2025-07-31

By Jean-Philippe Legault, Guest Contributor

Analyzing leadership is a cornerstone of my company evaluation process. I even wrote a blog on the topic in 2023. My experience has taught me that a company’s success is often intrinsically linked to the vision and competence of its leadership.

Thousands of investors repeat the phrase that a company must have a competent management team. To me, that statement should be more precise. For several years now, I’ve asked myself the following question: Does the CEO’s skill set align with the current needs of the company? This reflection came to me while reading the book The First 90 Days by Michael Watkins, which offers various tools to help future managers and executives succeed in their new roles. I highly recommend the book. 

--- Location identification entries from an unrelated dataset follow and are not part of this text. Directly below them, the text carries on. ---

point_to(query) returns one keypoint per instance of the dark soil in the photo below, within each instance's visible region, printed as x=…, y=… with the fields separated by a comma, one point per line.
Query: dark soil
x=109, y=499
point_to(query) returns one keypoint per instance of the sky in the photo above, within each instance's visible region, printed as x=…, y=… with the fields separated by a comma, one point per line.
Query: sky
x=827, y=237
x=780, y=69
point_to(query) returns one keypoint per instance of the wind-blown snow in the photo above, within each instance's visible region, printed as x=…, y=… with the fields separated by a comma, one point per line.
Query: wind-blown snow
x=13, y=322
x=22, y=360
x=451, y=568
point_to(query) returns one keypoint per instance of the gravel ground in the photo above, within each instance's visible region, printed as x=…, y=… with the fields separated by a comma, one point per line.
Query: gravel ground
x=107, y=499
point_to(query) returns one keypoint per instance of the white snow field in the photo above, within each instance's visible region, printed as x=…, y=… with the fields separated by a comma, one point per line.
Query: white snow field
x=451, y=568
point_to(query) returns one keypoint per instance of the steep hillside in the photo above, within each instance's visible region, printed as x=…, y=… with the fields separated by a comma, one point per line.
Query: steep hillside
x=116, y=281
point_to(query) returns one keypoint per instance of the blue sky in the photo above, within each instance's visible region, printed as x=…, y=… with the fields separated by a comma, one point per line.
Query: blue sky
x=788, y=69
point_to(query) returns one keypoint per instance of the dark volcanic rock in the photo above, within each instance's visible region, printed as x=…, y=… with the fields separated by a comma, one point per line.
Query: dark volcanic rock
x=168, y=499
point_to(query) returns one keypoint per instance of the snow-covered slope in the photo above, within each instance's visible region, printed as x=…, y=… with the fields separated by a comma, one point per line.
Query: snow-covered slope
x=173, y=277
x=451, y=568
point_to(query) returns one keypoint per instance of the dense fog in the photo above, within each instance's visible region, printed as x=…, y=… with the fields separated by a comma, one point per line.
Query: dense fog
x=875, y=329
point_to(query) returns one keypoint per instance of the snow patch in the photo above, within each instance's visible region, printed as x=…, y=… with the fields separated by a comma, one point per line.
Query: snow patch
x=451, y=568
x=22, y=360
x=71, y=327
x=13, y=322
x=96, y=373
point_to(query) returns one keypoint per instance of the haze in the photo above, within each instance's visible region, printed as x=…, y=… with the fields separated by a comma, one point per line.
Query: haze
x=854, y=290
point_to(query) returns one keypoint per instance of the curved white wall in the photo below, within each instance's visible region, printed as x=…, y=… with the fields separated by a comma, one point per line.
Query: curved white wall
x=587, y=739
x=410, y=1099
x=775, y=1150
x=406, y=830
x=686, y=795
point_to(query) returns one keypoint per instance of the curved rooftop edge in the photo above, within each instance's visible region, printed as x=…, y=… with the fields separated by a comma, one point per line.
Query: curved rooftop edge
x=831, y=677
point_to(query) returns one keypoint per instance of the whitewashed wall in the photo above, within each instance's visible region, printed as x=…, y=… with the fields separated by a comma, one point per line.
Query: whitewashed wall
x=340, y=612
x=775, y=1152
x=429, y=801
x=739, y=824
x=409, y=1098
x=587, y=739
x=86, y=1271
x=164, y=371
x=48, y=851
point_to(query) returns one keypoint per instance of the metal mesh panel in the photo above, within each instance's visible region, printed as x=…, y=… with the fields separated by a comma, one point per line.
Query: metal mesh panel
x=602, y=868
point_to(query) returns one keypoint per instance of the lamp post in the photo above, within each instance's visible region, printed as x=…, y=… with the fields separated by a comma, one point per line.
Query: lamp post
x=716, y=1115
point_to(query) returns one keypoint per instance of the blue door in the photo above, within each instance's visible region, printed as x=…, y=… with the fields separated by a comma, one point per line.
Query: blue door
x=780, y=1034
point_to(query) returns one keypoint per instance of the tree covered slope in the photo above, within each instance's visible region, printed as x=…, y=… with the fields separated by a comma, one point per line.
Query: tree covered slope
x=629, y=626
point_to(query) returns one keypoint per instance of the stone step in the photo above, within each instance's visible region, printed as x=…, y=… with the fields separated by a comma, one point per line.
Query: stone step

In his book, Mr. Watkins explains that there are five typical situations in which a company may find itself. Here is a list of these five situations, along with the key actions a leader must take and the challenges they are likely to face: 

  1. Startup: Launching the company, establishing strategy, building systems from scratch, organizing, hiring, and motivating employees. 

  1. Turnaround: Reenergizing demoralized employees, making major decisions under pressure—such as implementing cuts—and saving the company from serious trouble. 

  1. Accelerated Growth: Managing a rapidly growing company, setting up structures and systems to support growth, integrating many new employees while maintaining the company culture. 

  1. Realignment: Breathing new life into an organization that, after initial success, is running into problems. Convincing employees that change is necessary and restructuring the organization. 

  1. Sustaining Success: Maintaining the vitality of a thriving organization and taking it to the next level, managing an effective and well-established team, and consolidating achievements before launching too many new initiatives. 

As we can see, the challenges vary significantly from one situation to another. Consequently, a leader’s skills may be well suited to some phases, but the same strengths could prove to be liabilities in others. Here are a few typical examples. 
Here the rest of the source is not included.